In the annals of serious campaign issues, Vice President Quayle's misspelling of "potato" probably doesn't mean squat.

But in the six days since Quayle insisted it was "potatoe" at a Trenton, N.J., spelling bee, the gaffe has reverberated through the popular culture with gale-force intensity. Most newspapers initially dismissed the incident as a light item on an inside page, but television has run the footage over and over, and late-night comics are again slicing up their favorite target.

"Maybe the vice president should stop watching 'Murphy Brown' and start watching 'Sesame Street,' " cracked Jay Leno.

David Letterman immediately booked William Figeroa, the 12-year-old who had spelled the word correctly ("He needs to study more," the student said of Quayle). MTV ran a brief spoof with Pink Floyd singing, "We don't need no education."

"Quayle Opens Mouth, Inserts Toe," the Atlanta Constitution tittered.

"Quayle Gets Baked, Mashed and Fried," the New York Post announced.

Newsday columnist Robert Reno even lamented "an inane conspiracy to pretend that Dan Quayle is a serious man who makes an occasional ass of himself."

How can the media make so much of something so silly -- especially when Quayle was repeating a misspelling on a flash card provided by a volunteer teacher?

The answer is that Quayle is vulnerable to the slightest misstep that feeds the popular caricature of him as a dim bulb. The press has a weakness for the simple metaphor that appears to stand for some larger character flaw -- especially if it has been captured on videotape.

Thus, Bill Clinton's "didn't inhale" comment about marijuana seemed to underscore his reputation for slick evasiveness. And the disputed incident in which President Bush appeared unfamiliar with a supermarket scanner brought Bush weeks of ridicule as an out-of-touch patrician.

"Incidents like this, because they seem to reinforce a candidate's weakness, tend to be blown way out of proportion," said Thomas Mann, director of governmental studies at the Brookings Institution. "People just laugh and laugh.

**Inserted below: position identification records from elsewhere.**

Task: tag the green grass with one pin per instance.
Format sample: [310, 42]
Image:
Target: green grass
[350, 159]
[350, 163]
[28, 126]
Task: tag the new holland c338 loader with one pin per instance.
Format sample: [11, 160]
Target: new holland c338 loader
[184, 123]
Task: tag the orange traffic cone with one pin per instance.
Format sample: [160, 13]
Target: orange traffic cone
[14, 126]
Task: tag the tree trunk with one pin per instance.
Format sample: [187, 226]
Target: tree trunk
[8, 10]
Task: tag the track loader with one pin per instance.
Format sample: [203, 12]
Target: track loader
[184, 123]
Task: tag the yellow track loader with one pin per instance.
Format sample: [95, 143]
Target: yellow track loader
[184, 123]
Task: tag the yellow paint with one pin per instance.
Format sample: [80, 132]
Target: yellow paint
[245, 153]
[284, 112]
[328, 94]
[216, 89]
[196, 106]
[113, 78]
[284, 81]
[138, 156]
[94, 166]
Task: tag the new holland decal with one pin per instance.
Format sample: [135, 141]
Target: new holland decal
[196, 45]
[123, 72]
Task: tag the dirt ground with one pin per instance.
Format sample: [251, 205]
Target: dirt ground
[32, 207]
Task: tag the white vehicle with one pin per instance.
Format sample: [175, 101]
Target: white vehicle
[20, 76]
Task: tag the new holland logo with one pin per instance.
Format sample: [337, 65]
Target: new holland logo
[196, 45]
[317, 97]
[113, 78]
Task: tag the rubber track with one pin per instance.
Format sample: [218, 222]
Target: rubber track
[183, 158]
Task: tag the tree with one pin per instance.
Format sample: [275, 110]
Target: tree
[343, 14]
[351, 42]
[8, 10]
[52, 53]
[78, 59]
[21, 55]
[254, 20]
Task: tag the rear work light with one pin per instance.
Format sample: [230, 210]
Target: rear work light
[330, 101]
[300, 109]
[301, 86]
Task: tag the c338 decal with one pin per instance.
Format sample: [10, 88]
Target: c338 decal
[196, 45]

It overwhelms the message Quayle has assiduously been trying to convey over the last month."

Robert Lichter, director of the Center for Media and Public Affairs, said, "Quayle is getting beaten up because a lot of people are upset that he's being treated much more seriously. This puts him back in the court jester mode. . . . If Bill Clinton fails to spell potato, it wouldn't have done anything. If Quayle fails to spell potato, he gets a barrage of jokes and snide remarks."

David Beckwith, Quayle's spokesman, said he has seen the spelling-bee footage on CNN at least 10 times. The clip shows Figeroa properly writing "potato" on the blackboard while Quayle, smiling, says, "Add a little bit on the end there."

"The story managed to keep going," Beckwith said. "I don't want to imply it was a plot or anything. . . . There are a lot of people who sized him up one way in 1988 and are extremely eager for any straw they can grasp that will confirm their erroneous preconception."

Quayle's wife, Marilyn, expressed her "complete and total irritation," telling CNN that "Dan can give five speeches a day for 25 months, never make a mistake; he makes one mistake, it's aired and aired and aired and aired." Quayle said he should have caught the error, but admitted on the PBS "MacNeil/Lehrer NewsHour" that it was "too good of a story to pass up."

Even Quayle's effort to laugh off the incident brought out the gaffe patrol. Quayle joked that "as Mark Twain once said, 'You should never trust a man who has only one way to spell a word.' "

The Associated Press, quickly surveying Twain experts, rushed to report that "Twain may never have said that." After Quayle's office said he got the quote from the "Dictionary of Humorous Quotations," the AP moved a second story saying the quote was cited as being Twain's in two other books as well. CNN reported Quayle's explanation but said it still could not verify the quote.

"The press is a lot more reluctant to admit its errors," Beckwith said.